Die Osnabrücker versuchten am Sonntag ja noch einmal alles für ihr "Brückenwunder". Ein paar Fans zündeten in der Nacht ein Feuerwerk vor dem Teamhotel, wie der FCI twitterte, um die Ingolstädter Spieler um ihre geruhsame Nacht zu bringen. Und pünktlich zum Start des Modellprojekts in Niedersachsen durften dann auch 2000 Zuschauer im Stadion an der Bremer Brücke Stimmung machen für den VfL. Es wirkte so, als wären das letzte Verzweiflungstaten gewesen nach dem 0:3 am Donnerstag im Ingolstädter Sportpark. Doch diese kleinen Taten entfachten ihre Wirkung im Kampf um den 18. und letzten Zweitliga-Platz in der Saison 2021/22.
Erst Heiders zweites Tor weckt die Ingolstädter auf
Der FC Ingolstadt musste letztlich heftig bangen, ehe er sein Relegationstrauma besiegen durfte. Oral schickte zwar die gleiche Elf wie am Donnerstag auf den Platz, die hatte jedoch ihre Probleme mit den nun deutlich forscheren Osnabrückern. Es ging los wie in einem schlechten FCI-Traum: Der ins VfL-Team gerückte Marc Heider startete an den kurzen Pfosten durch und lenkte eine Flanke von Bashkim Ajdini ins Tor (6. Minute). "Nur noch drei, nur noch drei", schrien die Anhänger.
"Wir wissen aus eigener Erfahrung, wie so eine Relegation laufen kann. Schön, dass wir 3:0 gewonnen haben, aber das heißt noch gar nix", hatte der FCI-Innenverteidiger Tobias Schröck nach dem Hinspiel gesagt. Doch trotz dieses Wissens agierte seine Mannschaft weiter arg passiv, Heider durfte mit einem 20-Meter-Schuss auch das 2:0 erzielen (20.).
Erst dieser Kracher entfachte dieselbe Wirkung wie das nächtliche Feuerwerk: Ingolstadts Fußballer wachten auf - und gewannen wieder deutlich mehr Zweikämpfe. Der Mittelstürmer Stefan Kutschke bekam nach einem Ballgewinn in der gegnerischen Hälfte das Spielgerät auf der rechten Außenbahn, er flankte nach innen und dort köpfelte es in vertauschten Rollen der Außenstürmer Filip Bilbija am ersten Pfosten über Kühn hinweg zum 1:2 ins lange Eck (31.). Gleich danach revanchierte sich Bilbija: Kutschke grätschte dessen Flanke knapp neben das VfL-Tor (32.).

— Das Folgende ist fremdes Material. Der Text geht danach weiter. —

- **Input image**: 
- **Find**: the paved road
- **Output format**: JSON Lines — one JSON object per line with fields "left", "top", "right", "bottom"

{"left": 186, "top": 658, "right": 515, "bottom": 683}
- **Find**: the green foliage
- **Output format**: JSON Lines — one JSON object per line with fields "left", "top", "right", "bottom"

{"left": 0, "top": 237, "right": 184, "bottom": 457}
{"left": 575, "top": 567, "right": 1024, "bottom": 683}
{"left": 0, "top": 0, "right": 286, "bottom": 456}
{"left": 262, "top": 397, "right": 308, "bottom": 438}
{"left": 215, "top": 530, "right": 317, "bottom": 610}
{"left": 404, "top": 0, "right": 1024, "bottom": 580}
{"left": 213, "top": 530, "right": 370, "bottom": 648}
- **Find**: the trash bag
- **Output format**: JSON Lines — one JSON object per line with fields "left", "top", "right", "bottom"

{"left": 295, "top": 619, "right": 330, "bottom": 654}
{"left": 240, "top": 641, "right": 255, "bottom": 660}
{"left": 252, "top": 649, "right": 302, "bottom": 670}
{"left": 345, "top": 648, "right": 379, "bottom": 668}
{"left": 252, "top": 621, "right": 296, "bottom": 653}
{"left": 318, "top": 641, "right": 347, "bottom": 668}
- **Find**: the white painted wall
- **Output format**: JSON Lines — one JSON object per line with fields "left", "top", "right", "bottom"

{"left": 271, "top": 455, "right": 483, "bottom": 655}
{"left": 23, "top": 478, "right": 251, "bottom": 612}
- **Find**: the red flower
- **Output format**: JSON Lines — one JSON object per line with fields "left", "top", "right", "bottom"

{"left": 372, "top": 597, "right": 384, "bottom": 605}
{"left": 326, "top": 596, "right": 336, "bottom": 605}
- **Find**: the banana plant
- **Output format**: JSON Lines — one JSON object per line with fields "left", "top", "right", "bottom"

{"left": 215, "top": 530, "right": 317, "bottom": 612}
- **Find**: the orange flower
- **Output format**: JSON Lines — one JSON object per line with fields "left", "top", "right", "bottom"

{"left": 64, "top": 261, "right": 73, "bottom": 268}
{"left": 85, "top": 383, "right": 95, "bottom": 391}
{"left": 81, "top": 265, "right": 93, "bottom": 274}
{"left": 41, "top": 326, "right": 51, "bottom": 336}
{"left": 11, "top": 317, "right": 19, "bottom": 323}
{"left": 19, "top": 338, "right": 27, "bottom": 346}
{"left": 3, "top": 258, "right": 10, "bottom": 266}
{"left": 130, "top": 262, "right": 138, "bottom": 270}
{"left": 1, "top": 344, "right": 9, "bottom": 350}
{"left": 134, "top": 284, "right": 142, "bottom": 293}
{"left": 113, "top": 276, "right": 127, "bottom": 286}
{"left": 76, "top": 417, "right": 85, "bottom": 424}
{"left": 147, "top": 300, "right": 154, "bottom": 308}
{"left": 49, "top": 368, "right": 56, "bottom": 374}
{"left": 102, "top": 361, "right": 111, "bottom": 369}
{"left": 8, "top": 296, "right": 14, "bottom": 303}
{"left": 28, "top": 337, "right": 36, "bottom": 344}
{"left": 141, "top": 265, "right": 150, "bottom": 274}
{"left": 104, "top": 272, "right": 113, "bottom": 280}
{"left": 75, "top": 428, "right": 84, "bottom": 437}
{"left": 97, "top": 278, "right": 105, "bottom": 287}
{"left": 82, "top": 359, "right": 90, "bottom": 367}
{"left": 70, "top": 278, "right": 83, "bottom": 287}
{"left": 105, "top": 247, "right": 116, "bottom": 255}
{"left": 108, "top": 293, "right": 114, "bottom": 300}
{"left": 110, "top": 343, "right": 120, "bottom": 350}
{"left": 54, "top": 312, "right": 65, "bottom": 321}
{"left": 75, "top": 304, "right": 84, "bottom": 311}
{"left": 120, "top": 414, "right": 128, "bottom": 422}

Zur Pause hatte sich also eine Komponente verändert: Osnabrück brauchte durch das FCI-Auswärtstor nun fünf Treffer für den Klassenverbleib. Und versuchte daher umgehend, diesem Ziel näherzukommen: wieder durch Heider, dessen Kopfball-Aufsetzer Buntic gerade so an den Pfosten lenkte (48.). Ingolstadt schaffte ein paar Entlastungsangriffe über den eingewechselten Dennis Eckert Ayensa, doch das Übergewicht an Ballbesitz und starken Aktionen hatte auch in der zweiten Hälfte der Gastgeber: Der frühere Nürnberger Sebastian Kerk startete die spannende Schlussphase mit seinem starken Freistoß an den Pfosten (78.), Etienne Amenyido schoss kurz darauf das 3:1 aus 25 Metern (80.).
Danach waren die Oberbayern wieder präsenter, ihre Verteidigung passte wieder besser auf. Weil aber vorne Merlin Röhl nach einem starken Dribbling in den Strafraum an der Querlatte scheiterte (90.+1), blieb der Ausgang vage bis zu Buntics letzten Schuss - und Stielers anschließendem Pfiff. "Es wird einfach die Sau rausgelassen. Wir wollen diesen Aufstieg genießen", sagte Oral noch, wie beseelt von diesem engen Fußballnachmittag. Er hatte mit seinem Verein ja zwei Jahre lang auf diesen Moment gewartet.